THE charity set up in memory of Skye Hall has raised enough money to pay for four years of research into childhood brain cancers.

Five-year-old Skye, from Abingdon, died last August after battling a brain tumour for a year, but passed away from radio-chemo neurotoxicity.

It meant healthy cells in his brain and spinal cord were damaged by a regime of radiation therapy and chemotherapy.

His parents, Andy and Sally, set up the charity Blue Skye Thinking to help research into alternative cancer treatments for children.

Less than a year later, they have reached their goal of £120,000, enough to fund a four-year PhD research postn at the Northern Institute for Cancer Research.

Based at Newcastle University, the researcher will work on finding new treatments for childhood brain tumours.

Mrs Hall said: “At the start, £120,000 was beyond what we thought might be possible in the first year.
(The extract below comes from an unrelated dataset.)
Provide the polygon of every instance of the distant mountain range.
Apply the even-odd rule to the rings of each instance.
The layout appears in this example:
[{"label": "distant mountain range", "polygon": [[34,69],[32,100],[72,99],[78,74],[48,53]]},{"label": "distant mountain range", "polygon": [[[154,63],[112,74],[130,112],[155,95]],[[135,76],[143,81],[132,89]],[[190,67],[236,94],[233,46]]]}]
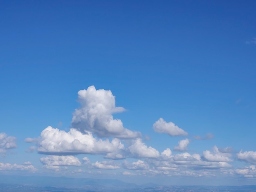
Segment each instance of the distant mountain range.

It is because of the overwhelming support and determination of so many people to help us achieve the target, that it has become a reality.

“It’s heartening that so many people are now choosing us as their charity to support and that commercial organisations are also getting on board and raising valuable funds for tangible outcomes.”

Also mum to three-year-old Jesse, she said: “The majority of drugs currently used to treat children were developed for adults and have been adapted for children, which is not acceptable, and Skye’s death due to treatment toxicity highlights this.

“Advances have been made to identify pathways at a molecular level in the hope that new treatments will eventually ‘do away’ with outdated chemo- and radiotherapies.

“Now is a crucial time for funding new research so that current findings can be converted into frontline treatment.

The money raised will have a very significant impact on this, and we can get that one step closer to unlocking the science behind this devastating disease and one step closer to a cure.”

Mr Hall, head of sport at Abingdon School, said: “The last year has been such an emotional roller-coaster for our family from Skye’s death last August to now. By reaching this first goal, something positive has emerged from such an awful situation.

“This is just the beginning for us, there is still such a long way to go.”

Blue Skye Thinking now wants to raise £200,000 to fund a post-doctoral researcher for three years.

Mr Hall added: “In the past four months, three other children that we got to know on the ward at the John Radcliffe Hospital in Oxford have died after brain tumours.

“It reiterates the desperate need for better treatment protocols, and the way they are monitored.”

The couple will now work with the institute to advertise the new research position, which will start on September 1.

Prof Steve Clifford, childhood brain tumour research team leader, said: “We are inspired by Skye’s story and the fundraising efforts of Blue Skye Thinking.”